Ch 7 Key Terms Flashcards
abrasion
a rubbed or scraped area of skin.
assessment
the act of determining the nature of a patient’s injuries and illnesses.
AVPU
a mnemonic for assessing neurologic function; represents Awake or alert, responds to Verbal stimuli or Pain, Unresponsive.
avulsion
the tearing away of soft tissue, or a piece of soft tissue hanging as a flap.
blood pressure (BP)
the pressure of the blood on the interior walls of the arteries.
chief complaint
the symptom or group of symptoms about which the patient is concerned.
contusion
a bruise or soft tissue injury to a body part without a break in the skin.
DCAP-BTLS
a mnemonic for assessing trauma-related injuries;
D—Deformity C—Contusions A—Abrasions/avulsions P—Punctures /penetrations - B—Burns/bleeding/bruises T—Tenderness L—Lacerations S—Swelling
decerebrate posturing
abnormal extension of arms and legs, downward pointing of toes, and arching of the head; due to an injury to the brain at the level of the brainstem.
decorticate posturing
abnormal flexing of the arms, clenching fists, and extending legs; due to an injury along the nerve pathway between the brain and spinal cord.
distracting injury
any injury that directs the patient’s attention away from the exam that is being performed by the rescuer.
Glasgow Coma Scale
a method for assessing neurologic function (i.e., level of responsiveness, movement).
hypoxia
a reduction in oxygen supply to a tissue.
laceration
an open soft tissue injury with smooth or jagged edges.

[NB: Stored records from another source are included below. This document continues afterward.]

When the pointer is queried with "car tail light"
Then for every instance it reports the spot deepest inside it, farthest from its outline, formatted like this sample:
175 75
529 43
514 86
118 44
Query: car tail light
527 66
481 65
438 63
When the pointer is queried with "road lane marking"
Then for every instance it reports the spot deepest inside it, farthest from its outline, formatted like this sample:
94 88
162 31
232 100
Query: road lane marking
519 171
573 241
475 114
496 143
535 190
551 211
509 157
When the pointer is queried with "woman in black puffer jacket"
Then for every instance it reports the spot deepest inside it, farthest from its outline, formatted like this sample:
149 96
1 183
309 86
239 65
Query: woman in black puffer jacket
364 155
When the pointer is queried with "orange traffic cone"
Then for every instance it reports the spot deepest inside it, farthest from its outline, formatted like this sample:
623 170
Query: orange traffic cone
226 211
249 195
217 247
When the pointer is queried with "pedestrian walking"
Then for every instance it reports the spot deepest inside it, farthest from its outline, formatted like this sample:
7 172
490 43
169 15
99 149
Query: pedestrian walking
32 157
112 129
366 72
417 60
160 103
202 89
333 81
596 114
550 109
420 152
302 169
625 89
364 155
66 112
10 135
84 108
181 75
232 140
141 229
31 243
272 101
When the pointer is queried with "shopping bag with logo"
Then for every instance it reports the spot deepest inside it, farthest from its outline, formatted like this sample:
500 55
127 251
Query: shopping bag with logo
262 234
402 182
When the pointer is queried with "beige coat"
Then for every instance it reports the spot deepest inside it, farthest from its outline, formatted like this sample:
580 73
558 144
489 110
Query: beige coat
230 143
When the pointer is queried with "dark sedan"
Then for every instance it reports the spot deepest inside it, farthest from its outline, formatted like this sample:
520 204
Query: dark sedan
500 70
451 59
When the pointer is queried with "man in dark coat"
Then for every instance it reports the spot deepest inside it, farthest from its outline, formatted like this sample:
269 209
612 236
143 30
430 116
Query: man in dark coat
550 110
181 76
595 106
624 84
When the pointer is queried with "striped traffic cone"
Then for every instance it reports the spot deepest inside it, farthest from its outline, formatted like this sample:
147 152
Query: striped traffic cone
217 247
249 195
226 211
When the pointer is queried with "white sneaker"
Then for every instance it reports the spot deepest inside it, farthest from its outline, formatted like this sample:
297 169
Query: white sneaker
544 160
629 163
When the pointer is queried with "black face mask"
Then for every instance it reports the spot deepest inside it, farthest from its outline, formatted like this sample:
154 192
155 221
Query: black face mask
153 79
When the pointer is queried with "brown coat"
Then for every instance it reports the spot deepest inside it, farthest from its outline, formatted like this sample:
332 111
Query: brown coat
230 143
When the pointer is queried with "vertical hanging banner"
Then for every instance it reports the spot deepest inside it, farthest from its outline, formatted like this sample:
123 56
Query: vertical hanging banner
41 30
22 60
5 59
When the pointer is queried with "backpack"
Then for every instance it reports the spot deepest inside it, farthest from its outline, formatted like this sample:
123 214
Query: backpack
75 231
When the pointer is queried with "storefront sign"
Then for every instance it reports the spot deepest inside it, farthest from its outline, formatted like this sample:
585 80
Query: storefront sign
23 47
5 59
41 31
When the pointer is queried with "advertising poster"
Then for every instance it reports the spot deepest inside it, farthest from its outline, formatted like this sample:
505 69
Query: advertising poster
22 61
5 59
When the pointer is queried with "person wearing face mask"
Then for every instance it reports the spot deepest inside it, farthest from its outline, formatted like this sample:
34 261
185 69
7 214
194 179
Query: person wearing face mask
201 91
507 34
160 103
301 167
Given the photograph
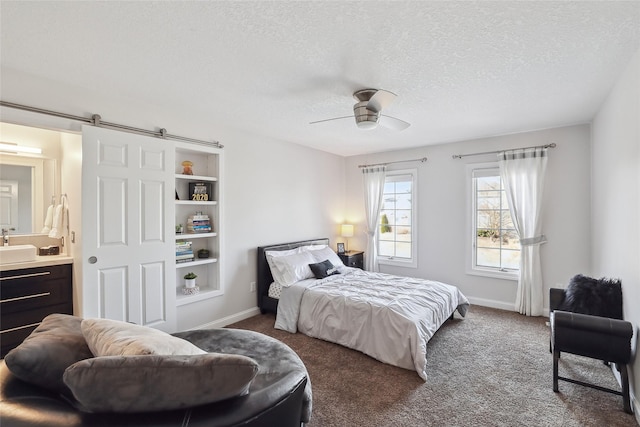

level of responsiveness (LOR)
the degree of cognitive function and arousal of the brain; ranges from fully alert to unresponsive.
mechanism of injury (MOI)
the kind of force that acts on the body to cause injury; the method of trauma causing an injury.
nature of illness (NOI)
evaluation to determine the type of medical illness present.
OPQRST
a mnemonic that is used in the assessment of a patient’s chief complaint: represents Onset, Provocation and palliation, Quality, Radiation, Severity, and Time.
oxygenation
a process in which oxygen is added to the body’s tissues.
paralysis
loss or impairment of motor function in a part of the body.
paresthesia
sensation of tingling, pricking, or numbness of a person’s skin, or the feeling of “pins and needles” or a limb being “asleep.”
PERRL
a mnemonic for assessing the eyes (i.e., Pupils Equal, Round, Reactive to Light).
pulse
rhythmic expansion of an artery caused by the movement of blood.
respiration
the act of breathing in and out; also, the act of taking in of oxygen and nutrients and giving off of carbon dioxide and waste products by a cell.
SAMPLE
an acronym used to obtain medical history information during the assessment process; refers to Signs/symptoms, Allergies, Medications, Past medical history, Last oral intake, Events leading up to present incident.
sign
any objective finding that can be seen, heard, smelled, or measured; typically discovered during a physical exam (e.g., a bruise, the patient’s blood pressure).
swelling
an enlargement of body tissue caused by an accumulation of excess fluid.
symptom
a subjective finding that a patient experiences and can be identified only by the patient (e.g., pain, blurred vision).
vital signs
the key objective findings used to evaluate a patient’s overall condition; includes pulse rate, respiratory rate, blood pressure, temperature, and level of responsiveness.